Extremely slow CSV / IO?

,

The following very simple code takes about 25 seconds to run:

using CSV

#pulseit = CSV.Rows("Data_CH0@DT5790N_13963_run_192.csv")
pulseit = CSV.Rows("foo.csv")
(curr_pulse, pulse_state) = iterate(pulseit)
(next_pulse, pulse_state) = iterate(pulseit, pulse_state)

println(curr_pulse)
println(next_pulse)

I’m just running “time julia process.jl” at the command line, and the user time is 25.265s. The lengthy foo.csv file is:

$ cat foo.csv
col1,col2,col3
A,12,2.0
B,22,5.1

Am I missing something obvious?

(Incidentally, the reason for using an iterator instead of just a for loop is the fact that I’ll eventually have two separate very large files that I’ll be iterating over simultaneously, but one of them iterates much faster than the other.)

I’ve done a couple of simple tests, just to see if I can isolate what’s going on.

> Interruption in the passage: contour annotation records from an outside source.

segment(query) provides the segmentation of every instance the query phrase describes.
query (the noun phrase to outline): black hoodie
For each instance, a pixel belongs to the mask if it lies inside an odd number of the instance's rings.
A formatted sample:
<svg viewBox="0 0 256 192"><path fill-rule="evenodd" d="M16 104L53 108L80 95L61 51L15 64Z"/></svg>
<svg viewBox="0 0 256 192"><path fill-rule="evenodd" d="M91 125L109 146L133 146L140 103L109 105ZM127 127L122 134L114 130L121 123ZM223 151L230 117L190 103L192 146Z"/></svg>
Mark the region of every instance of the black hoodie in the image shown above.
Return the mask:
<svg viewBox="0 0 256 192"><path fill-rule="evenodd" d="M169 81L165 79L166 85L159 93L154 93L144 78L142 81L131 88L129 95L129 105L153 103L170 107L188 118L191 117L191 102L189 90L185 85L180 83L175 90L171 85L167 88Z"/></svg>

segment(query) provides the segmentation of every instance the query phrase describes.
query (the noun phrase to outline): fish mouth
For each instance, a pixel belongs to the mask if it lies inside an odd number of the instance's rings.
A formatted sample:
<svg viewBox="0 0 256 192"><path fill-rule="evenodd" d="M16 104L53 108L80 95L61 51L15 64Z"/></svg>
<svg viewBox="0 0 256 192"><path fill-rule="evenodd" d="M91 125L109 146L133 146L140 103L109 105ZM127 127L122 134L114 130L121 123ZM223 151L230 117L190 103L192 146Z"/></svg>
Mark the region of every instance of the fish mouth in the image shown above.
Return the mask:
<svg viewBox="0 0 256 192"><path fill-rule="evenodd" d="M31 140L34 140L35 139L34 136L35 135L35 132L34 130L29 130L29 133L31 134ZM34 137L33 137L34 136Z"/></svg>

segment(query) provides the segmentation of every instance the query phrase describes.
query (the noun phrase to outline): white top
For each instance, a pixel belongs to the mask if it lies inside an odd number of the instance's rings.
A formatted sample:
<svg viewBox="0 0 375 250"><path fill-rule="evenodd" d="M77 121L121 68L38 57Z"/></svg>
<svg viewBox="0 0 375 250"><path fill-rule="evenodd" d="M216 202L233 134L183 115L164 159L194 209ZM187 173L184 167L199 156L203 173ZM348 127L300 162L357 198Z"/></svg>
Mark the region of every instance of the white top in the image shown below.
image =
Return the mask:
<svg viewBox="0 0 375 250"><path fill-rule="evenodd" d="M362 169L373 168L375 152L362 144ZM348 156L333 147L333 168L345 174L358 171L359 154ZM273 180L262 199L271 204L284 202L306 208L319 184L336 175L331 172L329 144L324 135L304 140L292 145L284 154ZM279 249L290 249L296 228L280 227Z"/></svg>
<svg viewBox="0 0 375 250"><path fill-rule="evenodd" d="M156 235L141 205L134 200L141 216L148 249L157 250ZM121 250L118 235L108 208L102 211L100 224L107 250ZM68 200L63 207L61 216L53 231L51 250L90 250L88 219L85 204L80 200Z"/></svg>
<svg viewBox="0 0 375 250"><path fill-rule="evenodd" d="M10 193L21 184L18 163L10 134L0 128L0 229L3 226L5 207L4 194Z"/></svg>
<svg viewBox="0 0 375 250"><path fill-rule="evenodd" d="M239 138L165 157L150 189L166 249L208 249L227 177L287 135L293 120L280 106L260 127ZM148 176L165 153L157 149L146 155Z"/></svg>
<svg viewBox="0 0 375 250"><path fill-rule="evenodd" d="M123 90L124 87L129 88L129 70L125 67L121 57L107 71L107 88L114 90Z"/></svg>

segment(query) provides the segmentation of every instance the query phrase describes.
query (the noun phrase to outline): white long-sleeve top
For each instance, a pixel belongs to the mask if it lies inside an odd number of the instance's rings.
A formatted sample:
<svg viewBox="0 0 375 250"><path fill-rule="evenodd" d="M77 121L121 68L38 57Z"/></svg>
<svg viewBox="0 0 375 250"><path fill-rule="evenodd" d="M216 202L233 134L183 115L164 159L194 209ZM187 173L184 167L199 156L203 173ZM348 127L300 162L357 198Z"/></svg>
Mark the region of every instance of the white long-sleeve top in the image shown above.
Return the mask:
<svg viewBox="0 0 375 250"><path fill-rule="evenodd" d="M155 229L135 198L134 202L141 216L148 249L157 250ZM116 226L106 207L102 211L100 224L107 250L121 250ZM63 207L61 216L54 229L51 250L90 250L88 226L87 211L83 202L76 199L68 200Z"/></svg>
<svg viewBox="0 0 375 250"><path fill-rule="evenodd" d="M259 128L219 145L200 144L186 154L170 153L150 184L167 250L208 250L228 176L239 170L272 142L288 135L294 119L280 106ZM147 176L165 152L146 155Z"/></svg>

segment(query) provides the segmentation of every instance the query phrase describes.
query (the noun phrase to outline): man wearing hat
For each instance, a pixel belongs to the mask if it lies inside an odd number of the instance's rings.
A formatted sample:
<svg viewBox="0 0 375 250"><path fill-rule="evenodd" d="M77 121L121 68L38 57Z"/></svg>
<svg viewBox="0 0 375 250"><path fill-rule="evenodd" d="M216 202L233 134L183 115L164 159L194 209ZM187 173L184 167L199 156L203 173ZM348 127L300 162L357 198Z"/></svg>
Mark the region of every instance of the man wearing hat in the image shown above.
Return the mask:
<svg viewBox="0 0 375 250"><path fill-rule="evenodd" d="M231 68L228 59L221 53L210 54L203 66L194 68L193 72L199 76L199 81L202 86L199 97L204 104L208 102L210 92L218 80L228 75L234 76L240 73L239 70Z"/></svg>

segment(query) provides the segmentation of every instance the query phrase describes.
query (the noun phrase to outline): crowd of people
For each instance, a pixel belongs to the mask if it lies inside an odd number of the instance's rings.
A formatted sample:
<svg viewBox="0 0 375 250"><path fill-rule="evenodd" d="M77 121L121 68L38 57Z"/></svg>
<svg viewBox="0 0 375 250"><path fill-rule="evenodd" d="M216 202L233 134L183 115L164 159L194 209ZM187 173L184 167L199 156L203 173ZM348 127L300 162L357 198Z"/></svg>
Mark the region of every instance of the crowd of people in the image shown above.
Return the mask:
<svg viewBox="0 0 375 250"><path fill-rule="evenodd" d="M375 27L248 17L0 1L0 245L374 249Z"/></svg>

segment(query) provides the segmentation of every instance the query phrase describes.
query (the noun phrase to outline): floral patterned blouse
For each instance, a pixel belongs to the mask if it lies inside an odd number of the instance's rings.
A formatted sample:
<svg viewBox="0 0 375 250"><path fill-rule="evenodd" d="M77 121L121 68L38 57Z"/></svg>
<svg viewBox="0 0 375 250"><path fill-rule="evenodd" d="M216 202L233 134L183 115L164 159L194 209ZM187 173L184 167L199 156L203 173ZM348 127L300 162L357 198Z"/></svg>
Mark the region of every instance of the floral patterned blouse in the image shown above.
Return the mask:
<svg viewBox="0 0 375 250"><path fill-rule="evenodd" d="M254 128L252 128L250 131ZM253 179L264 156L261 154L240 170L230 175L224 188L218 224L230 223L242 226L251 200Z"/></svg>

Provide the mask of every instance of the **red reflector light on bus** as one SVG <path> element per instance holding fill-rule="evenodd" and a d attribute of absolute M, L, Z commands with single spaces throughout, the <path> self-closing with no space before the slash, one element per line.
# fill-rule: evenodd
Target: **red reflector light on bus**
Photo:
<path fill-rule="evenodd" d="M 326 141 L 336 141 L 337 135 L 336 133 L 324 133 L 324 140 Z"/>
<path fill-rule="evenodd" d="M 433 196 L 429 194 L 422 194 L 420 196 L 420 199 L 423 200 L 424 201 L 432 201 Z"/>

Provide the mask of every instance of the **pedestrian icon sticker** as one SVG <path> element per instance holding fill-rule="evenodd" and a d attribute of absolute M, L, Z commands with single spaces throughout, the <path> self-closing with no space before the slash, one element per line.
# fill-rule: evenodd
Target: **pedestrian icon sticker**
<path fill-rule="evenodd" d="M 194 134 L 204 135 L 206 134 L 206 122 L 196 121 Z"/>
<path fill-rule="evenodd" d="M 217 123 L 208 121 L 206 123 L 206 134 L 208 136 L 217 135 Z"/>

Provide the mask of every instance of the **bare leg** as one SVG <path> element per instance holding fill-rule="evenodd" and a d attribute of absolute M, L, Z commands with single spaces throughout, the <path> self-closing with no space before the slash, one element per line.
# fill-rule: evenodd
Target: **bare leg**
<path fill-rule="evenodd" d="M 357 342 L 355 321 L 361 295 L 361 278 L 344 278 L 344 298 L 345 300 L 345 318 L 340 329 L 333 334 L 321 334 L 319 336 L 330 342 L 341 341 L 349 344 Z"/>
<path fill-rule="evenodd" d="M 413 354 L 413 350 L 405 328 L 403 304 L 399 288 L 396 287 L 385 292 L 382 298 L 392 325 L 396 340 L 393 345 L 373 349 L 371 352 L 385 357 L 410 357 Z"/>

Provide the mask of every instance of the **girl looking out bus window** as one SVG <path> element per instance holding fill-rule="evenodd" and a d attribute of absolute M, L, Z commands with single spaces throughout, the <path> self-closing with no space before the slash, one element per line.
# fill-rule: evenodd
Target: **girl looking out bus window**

  • Timing a simple println(“Hello, World!”) script takes 0.1s to start and run, which certainly seems reasonable.
  • Simply adding “using CSV” as the first line of my hello world file extends the runtime to 2.6s. That seems pretty ridiculous, but it’s not 25s.
1 Like

Please read the posts in this forum. The Julia workflow is different than other languages where you save a script and run from scratch every time.

Try to start a session, and include(“file.jl”) instead to avoid recompiling the full script again and again.

Ah, I see. Thanks!

The TLDR is that whenever you do this you are recompiling a bunch of code.